During crises triggering depositor panic, CBDCs could be perceived as safe haven: RBI Dy Guv Patra

BL Mumbai Bureau Updated - August 13, 2024 at 07:10 PM.
M D Patra, Dy. Governor, RBI | Photo Credit: KAMAL NARANG

Deposit insurers need to contend with the possibility that during crises triggering depositor panic, central bank digital currencies (CBDCs) could be perceived as a safe haven, thus rendering bank deposits, particularly uninsured deposits, more prone to withdrawal and hence the risk of bank runs, according to RBI Deputy Governor MD Patra.

“The impact of CBDC on deposits and hence deposit insurance is largely unknown as of today. The operating models and design features of each individual jurisdiction’s CBDC will be a crucial factor in expanding our understanding of the balance of risks. For deposit insurers, factors of key interest would be the degree of replacement of bank deposits by CBDC, the division of labour between central and commercial banks and the degree of privacy attached to CBDC usage,” Patra said.

Two digital innovations in currencies and payment systems merit special attention as both have implications for deposit insurance, the Deputy Governor said in is keynote address at the International Association of Deposit Insures (IADI) Asia Pacific Regional Committee (APRC) International Conference at Jaipur.

Advantages of CBDCs

The major advantages of CBDCs (legal tender or fiat currency issued by a central bank in a digital form) are the finality of transactions (settlement risks is eliminated as there is no bank intermediation) and real-time and cost effective globalisation of payment systems. In the medium term, adoption of CBDCs by unbanked people could enhance financial inclusion.
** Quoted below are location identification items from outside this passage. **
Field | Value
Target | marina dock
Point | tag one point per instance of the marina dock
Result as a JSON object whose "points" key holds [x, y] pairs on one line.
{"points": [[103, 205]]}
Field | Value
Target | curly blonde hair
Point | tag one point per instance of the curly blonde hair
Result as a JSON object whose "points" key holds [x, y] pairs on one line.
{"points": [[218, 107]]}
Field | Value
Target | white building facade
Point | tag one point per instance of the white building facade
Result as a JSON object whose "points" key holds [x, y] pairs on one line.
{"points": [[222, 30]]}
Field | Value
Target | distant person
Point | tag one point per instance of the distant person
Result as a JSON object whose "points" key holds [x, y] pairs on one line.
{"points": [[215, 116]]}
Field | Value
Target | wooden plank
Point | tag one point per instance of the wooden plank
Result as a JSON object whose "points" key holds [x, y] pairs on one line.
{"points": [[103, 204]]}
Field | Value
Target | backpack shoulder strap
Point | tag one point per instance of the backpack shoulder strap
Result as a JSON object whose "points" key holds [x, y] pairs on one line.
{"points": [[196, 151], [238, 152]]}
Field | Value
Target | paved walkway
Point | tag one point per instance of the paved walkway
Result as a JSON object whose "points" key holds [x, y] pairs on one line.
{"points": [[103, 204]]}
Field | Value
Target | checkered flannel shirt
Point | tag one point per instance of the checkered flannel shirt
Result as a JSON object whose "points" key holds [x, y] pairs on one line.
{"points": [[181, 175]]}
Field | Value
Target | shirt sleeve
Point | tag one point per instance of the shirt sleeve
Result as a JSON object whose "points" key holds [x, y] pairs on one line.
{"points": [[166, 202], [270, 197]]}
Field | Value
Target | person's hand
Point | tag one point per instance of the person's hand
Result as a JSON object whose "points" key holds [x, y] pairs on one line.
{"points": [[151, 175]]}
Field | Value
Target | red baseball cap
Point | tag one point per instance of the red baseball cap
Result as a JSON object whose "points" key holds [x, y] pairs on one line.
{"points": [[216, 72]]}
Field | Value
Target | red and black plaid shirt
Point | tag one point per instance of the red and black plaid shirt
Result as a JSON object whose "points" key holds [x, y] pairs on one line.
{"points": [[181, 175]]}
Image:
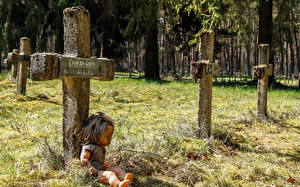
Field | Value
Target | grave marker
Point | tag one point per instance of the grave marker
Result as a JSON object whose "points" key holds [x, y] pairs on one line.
{"points": [[76, 69], [261, 73], [203, 71], [23, 65], [12, 59], [20, 64]]}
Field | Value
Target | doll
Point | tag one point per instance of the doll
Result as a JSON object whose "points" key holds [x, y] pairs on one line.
{"points": [[96, 134]]}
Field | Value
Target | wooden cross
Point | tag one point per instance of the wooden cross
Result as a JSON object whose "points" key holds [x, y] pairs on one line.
{"points": [[20, 63], [203, 71], [76, 69], [12, 60], [261, 73]]}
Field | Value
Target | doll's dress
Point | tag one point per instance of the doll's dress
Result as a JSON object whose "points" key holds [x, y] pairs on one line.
{"points": [[97, 157]]}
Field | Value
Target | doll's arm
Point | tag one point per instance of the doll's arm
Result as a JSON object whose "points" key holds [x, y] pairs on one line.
{"points": [[85, 160], [85, 157]]}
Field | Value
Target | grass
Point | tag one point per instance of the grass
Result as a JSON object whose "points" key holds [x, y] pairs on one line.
{"points": [[155, 135]]}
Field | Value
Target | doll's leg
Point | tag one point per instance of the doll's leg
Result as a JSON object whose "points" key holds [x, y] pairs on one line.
{"points": [[113, 179], [101, 178]]}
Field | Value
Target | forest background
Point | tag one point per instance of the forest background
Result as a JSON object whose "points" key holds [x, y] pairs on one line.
{"points": [[160, 37]]}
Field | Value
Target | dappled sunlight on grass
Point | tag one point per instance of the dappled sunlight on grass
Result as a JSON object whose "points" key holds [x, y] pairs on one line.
{"points": [[155, 135]]}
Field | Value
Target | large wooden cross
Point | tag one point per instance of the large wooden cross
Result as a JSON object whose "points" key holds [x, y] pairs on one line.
{"points": [[203, 71], [75, 68], [261, 73], [20, 62]]}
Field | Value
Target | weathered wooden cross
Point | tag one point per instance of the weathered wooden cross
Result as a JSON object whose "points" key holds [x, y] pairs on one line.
{"points": [[76, 69], [20, 64], [203, 71], [261, 73]]}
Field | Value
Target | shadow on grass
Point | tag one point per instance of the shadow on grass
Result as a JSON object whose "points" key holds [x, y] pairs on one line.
{"points": [[292, 156]]}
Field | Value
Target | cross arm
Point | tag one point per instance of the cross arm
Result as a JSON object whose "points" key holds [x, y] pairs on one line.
{"points": [[47, 66], [15, 57]]}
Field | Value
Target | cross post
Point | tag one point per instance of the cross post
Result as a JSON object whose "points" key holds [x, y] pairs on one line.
{"points": [[203, 72], [75, 68], [23, 65], [261, 73], [12, 60], [19, 61]]}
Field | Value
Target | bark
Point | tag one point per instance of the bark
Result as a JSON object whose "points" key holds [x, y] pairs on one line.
{"points": [[266, 29], [151, 46], [76, 91]]}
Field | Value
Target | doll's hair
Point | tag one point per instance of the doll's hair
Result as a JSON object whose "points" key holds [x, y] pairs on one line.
{"points": [[93, 128]]}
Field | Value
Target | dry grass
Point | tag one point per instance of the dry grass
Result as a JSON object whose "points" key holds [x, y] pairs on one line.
{"points": [[154, 138]]}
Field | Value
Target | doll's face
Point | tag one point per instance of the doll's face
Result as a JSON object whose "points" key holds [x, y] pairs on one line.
{"points": [[106, 136]]}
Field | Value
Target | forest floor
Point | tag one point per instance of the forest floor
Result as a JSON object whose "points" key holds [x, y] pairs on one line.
{"points": [[155, 135]]}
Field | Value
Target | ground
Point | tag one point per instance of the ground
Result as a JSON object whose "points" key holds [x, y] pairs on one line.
{"points": [[155, 135]]}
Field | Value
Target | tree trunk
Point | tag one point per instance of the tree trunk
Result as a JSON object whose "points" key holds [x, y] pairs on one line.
{"points": [[265, 29], [151, 45]]}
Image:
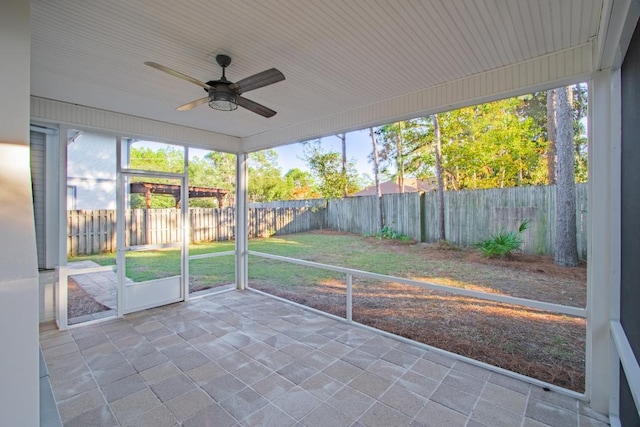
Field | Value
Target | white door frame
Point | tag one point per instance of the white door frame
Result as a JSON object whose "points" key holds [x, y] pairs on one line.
{"points": [[169, 290]]}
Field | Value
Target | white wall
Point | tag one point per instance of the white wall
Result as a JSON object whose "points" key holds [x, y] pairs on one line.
{"points": [[19, 364], [91, 169]]}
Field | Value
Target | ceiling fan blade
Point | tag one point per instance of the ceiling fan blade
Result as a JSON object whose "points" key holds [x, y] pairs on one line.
{"points": [[193, 104], [255, 107], [257, 81], [177, 74]]}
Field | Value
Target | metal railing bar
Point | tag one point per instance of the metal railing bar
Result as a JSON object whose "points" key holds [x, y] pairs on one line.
{"points": [[628, 360], [497, 369], [138, 248], [101, 269], [211, 255], [538, 305]]}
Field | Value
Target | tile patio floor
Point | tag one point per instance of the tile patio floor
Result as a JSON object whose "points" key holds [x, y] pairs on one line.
{"points": [[245, 359]]}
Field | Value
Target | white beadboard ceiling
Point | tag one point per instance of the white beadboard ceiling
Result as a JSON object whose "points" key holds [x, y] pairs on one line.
{"points": [[347, 63]]}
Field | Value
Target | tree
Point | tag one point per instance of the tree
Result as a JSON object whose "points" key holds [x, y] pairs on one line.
{"points": [[343, 139], [376, 174], [438, 155], [566, 252], [300, 185], [491, 145], [265, 178], [326, 169], [551, 137]]}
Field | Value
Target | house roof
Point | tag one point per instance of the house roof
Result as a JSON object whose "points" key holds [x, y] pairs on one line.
{"points": [[348, 65], [411, 185]]}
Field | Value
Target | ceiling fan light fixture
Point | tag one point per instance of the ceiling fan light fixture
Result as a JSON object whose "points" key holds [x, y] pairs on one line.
{"points": [[222, 101]]}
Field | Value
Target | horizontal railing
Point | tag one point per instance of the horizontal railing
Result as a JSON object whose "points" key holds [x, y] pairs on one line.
{"points": [[350, 272]]}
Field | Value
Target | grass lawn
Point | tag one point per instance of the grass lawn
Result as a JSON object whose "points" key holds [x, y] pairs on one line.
{"points": [[542, 345]]}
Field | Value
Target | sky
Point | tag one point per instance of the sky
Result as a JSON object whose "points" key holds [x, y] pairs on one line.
{"points": [[358, 150]]}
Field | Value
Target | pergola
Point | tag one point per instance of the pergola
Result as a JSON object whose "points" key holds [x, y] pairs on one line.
{"points": [[151, 188], [348, 65]]}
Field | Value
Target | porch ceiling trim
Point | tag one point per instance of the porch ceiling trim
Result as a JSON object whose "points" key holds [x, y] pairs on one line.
{"points": [[545, 72], [51, 111]]}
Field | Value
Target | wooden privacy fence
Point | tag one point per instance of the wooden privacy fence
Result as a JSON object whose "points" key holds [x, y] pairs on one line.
{"points": [[470, 216], [94, 231]]}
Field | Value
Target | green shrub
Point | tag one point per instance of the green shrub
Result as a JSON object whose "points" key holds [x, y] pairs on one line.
{"points": [[504, 243], [391, 234]]}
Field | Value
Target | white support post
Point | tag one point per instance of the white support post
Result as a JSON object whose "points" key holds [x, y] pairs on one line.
{"points": [[242, 257], [61, 299], [120, 227], [604, 235], [186, 226], [349, 298]]}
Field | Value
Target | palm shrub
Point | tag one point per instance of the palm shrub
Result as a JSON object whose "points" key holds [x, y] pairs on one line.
{"points": [[504, 243]]}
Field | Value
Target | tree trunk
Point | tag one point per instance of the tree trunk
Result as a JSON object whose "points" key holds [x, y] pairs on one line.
{"points": [[400, 157], [551, 136], [343, 138], [566, 253], [376, 174], [438, 152]]}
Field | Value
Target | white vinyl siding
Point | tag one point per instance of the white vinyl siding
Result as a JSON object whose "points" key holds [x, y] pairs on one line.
{"points": [[38, 174]]}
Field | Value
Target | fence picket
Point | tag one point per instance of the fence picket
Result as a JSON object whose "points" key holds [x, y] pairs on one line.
{"points": [[469, 217]]}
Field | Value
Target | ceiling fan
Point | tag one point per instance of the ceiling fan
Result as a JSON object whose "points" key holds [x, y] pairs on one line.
{"points": [[223, 94]]}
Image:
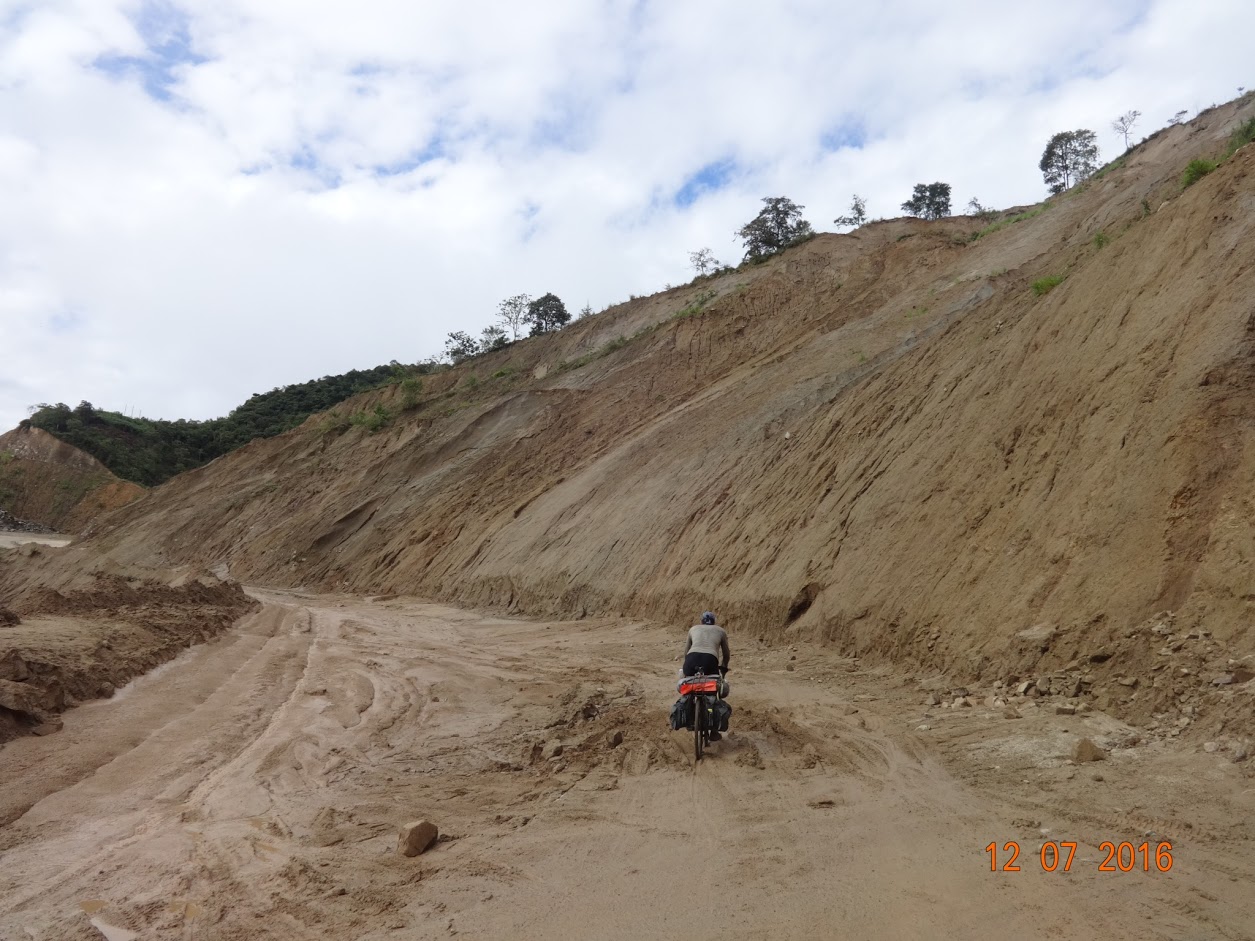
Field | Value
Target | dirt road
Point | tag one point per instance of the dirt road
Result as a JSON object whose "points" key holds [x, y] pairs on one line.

Patra observed that as an increasing number of central banks face the risk of large-scale use by the public of private or digital instruments that may not be backed by or denominated in the domestic currency, CBDCs may assist in mitigating this risk by being a central bank liability and a form of digital cash.

To the public, they would be an alternative to central bank issued cash and – to a certain extent – to private money, such as bank deposits.

The Deputy Governor underscored that deposit insurers are having to re-evaluate operational risks posed to depositors and member banks from the emergence of these 24/7 payment systems.

“While digital innovations can ease cross-border supply of financial services, they can also increase the likelihood of deposit insurers exposed to member banks with a significant share of non-domestic depositors and additional challenges in the case of a payout following bank default,” he said.

In fact, the increasing ambit of cross-border banking activities makes cross-jurisdiction cooperation between deposit insurers and other financial safety net participants all the more relevant.

Tokenised deposits

Patra said deposit insurers must remain in readiness for tokenised deposits (or digital representations of traditional bank deposits hosted on a secure blockchain) by reflecting on how to modify their mandates and coverage, considering that these deposits are essentially claims on issuing banks like other forms of deposits.

Moreover, the risks posed by tokenised deposits have to be modelled for determining fund size and premium rates.

They will also have a bearing on the choice of modalities for resolution and claim processing, with different banks using different technologies as also the possibility that tokenised deposits could be held by depositors who are not KYC compliant and not clients of issuing banks.

Consequently, verification of the authenticity and genuineness of claims may prove to be a testing challenge, Patra said.